Web programming references
September 21, 2006 6:59 AM   Subscribe

Web programmers take note, gotAPI is an excellent collection of searchable programming references wrapped up into a customizable interface.
posted by Roger Dodger (17 comments total) 19 users marked this as a favorite
 
That's fantastic!
posted by empath at 7:05 AM on September 21, 2006


Sweet! I wonder if they take suggestions.
posted by mkb at 7:17 AM on September 21, 2006


Very, very good, flagged.

Now let's hope they keep adding the references.
posted by hardcode at 7:17 AM on September 21, 2006


**hug**
posted by randomination at 7:35 AM on September 21, 2006


I love you MeFi.
posted by photodegas at 7:37 AM on September 21, 2006


Sheesh. Another one link FPP. Yanno, this is just so... (opens link) uh.... oh my... Nevermind.
posted by hal9k at 7:52 AM on September 21, 2006


Wow, this is great. This thing can pretty much replace several folders of bookmarks I've been keeping. Thank you!
posted by moss at 8:29 AM on September 21, 2006


This is awesome, I just sent it out to our whole support department. Now if they would just add ASP and ASP.NET it would be perfect!
posted by TungstenChef at 8:30 AM on September 21, 2006


gotNoDotNet

<bitter>
to be honest, I'm pretty sick of being marginalized because I use a non-trendy platform supported by "evil Micro$oft." .NET is a perfectly good platform, and I'd much rather be writing in C# then hacking out spaghetti code in PHP. Have fun with those include files, boys!</bitter>

posted by Afroblanco at 8:36 AM on September 21, 2006


Sounds like someone needs a little Ruby to wash that bitter taste out of his mouth.
posted by ewagoner at 8:44 AM on September 21, 2006


Don't get me wrong - I like Ruby on Rails. Learning it right now, in fact. Outside of having the ugliest syntax this side of Perl, I think it's a great platform. However, I don't think that it's mature enough for business purposes yet. Until it gets some more support and usage, I'll probably be using it for my side projects and .NET for my worky-type-stuff.

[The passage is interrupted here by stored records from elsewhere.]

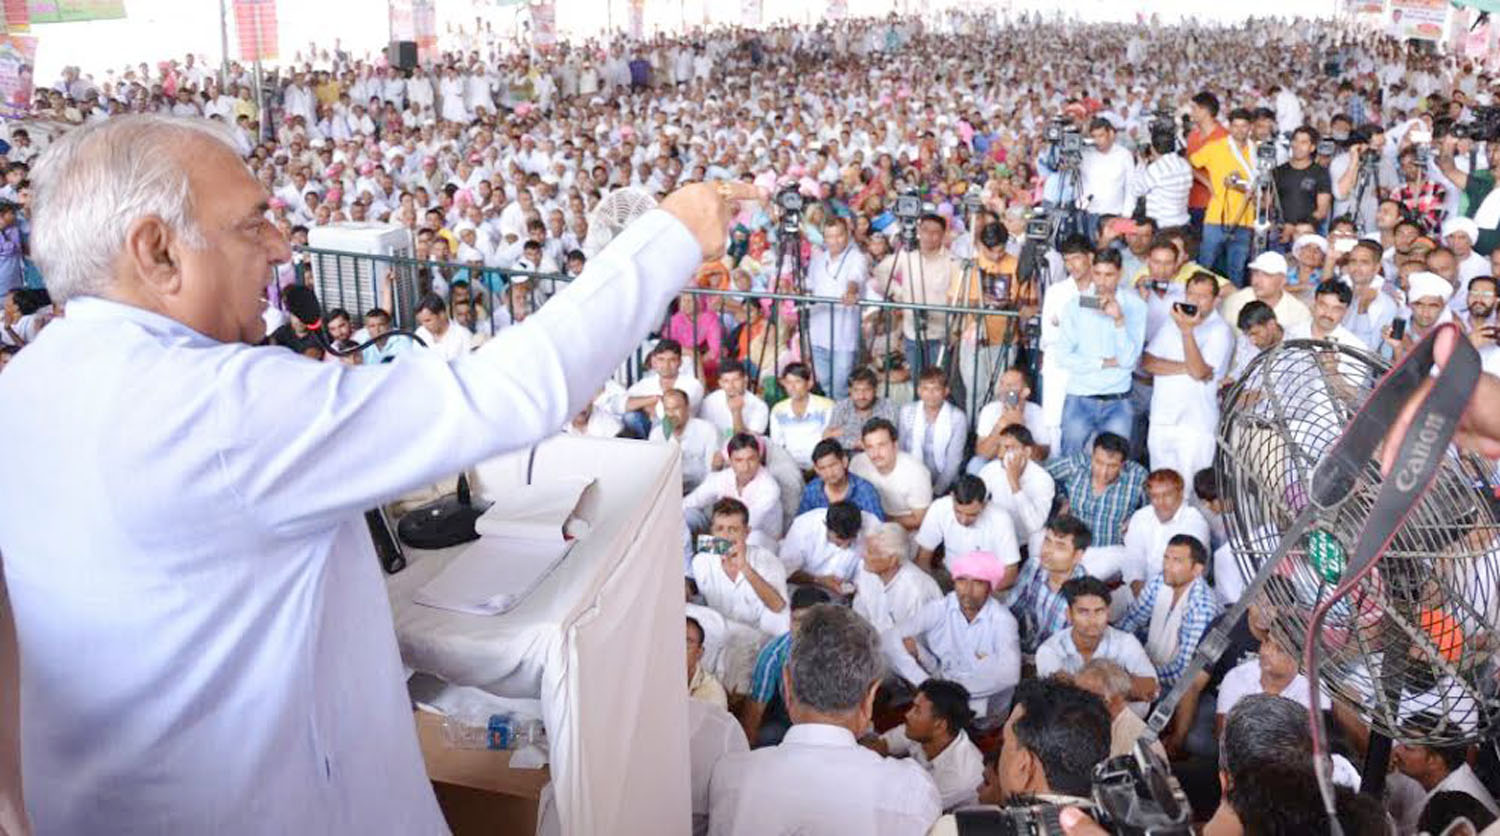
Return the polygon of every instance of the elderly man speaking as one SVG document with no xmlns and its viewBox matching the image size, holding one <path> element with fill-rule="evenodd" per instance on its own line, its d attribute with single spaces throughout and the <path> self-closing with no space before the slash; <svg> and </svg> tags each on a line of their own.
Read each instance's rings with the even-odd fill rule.
<svg viewBox="0 0 1500 836">
<path fill-rule="evenodd" d="M 362 511 L 553 433 L 756 190 L 671 195 L 471 355 L 351 367 L 254 347 L 290 252 L 212 123 L 79 128 L 34 183 L 67 316 L 0 378 L 33 826 L 445 831 Z"/>
</svg>

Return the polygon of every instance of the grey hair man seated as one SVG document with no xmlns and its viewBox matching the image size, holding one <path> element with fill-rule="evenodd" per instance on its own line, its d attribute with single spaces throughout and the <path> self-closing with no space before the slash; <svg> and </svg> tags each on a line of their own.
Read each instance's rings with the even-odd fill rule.
<svg viewBox="0 0 1500 836">
<path fill-rule="evenodd" d="M 802 616 L 782 689 L 792 728 L 777 746 L 728 755 L 709 782 L 709 832 L 922 834 L 942 812 L 910 759 L 861 747 L 881 679 L 880 637 L 837 604 Z"/>
</svg>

Anyway, all languages are great for something, and ultimately people should use whatever's best for whatever they're doing. I'm just sick of seeing .NET left out.
posted by Afroblanco at 8:51 AM on September 21, 2006


Superb! Capital! Wunderbar!!

(Thanks for this.)
posted by Skygazer at 9:01 AM on September 21, 2006


Woo!
posted by sciurus at 9:15 AM on September 21, 2006


Yes, this is a great site. thanks.

This is awesome, I just sent it out to our whole support department. Now if they would just add ASP and ASP.NET it would be perfect!

Now, if they would just remove ASP & Visual Basic from the face of the earth, the Web would be perfect! (VB - ack! ptoo! :) )

I'm using Java and C# (ASP.NET), and I like'em both. dot.NET is OK by me. Rails is a great platform in a second-string language (but I hate languages that use whitespace instead of braces anyways). I think the web programming future on the enterprise side is something equivalent to "Java on Rails" - an efficient platform in a more robust language.
posted by Artful Codger at 11:05 AM on September 21, 2006


Now, if they would just remove ASP & Visual Basic from the face of the earth, the Web would be perfect! (VB - ack! ptoo! :) )

Oh believe me, I agree completely. Too bad we can't choose what we have to support. :-(
posted by TungstenChef at 11:56 AM on September 21, 2006


Too bad we can't choose what we have to support.

I feel your pain. We have a legacy codebase in ASP/VBScript that needs to be maintained for the time being. Any time we want to change anything, we've got to hack through this dense forest of include files. However, this sort of thing is par for the course in far too many languages.

In the late 60's, Djikstra wrote, "GOTO Statement Considered Harmful." Somebody today should write "Include File Considered Harmful."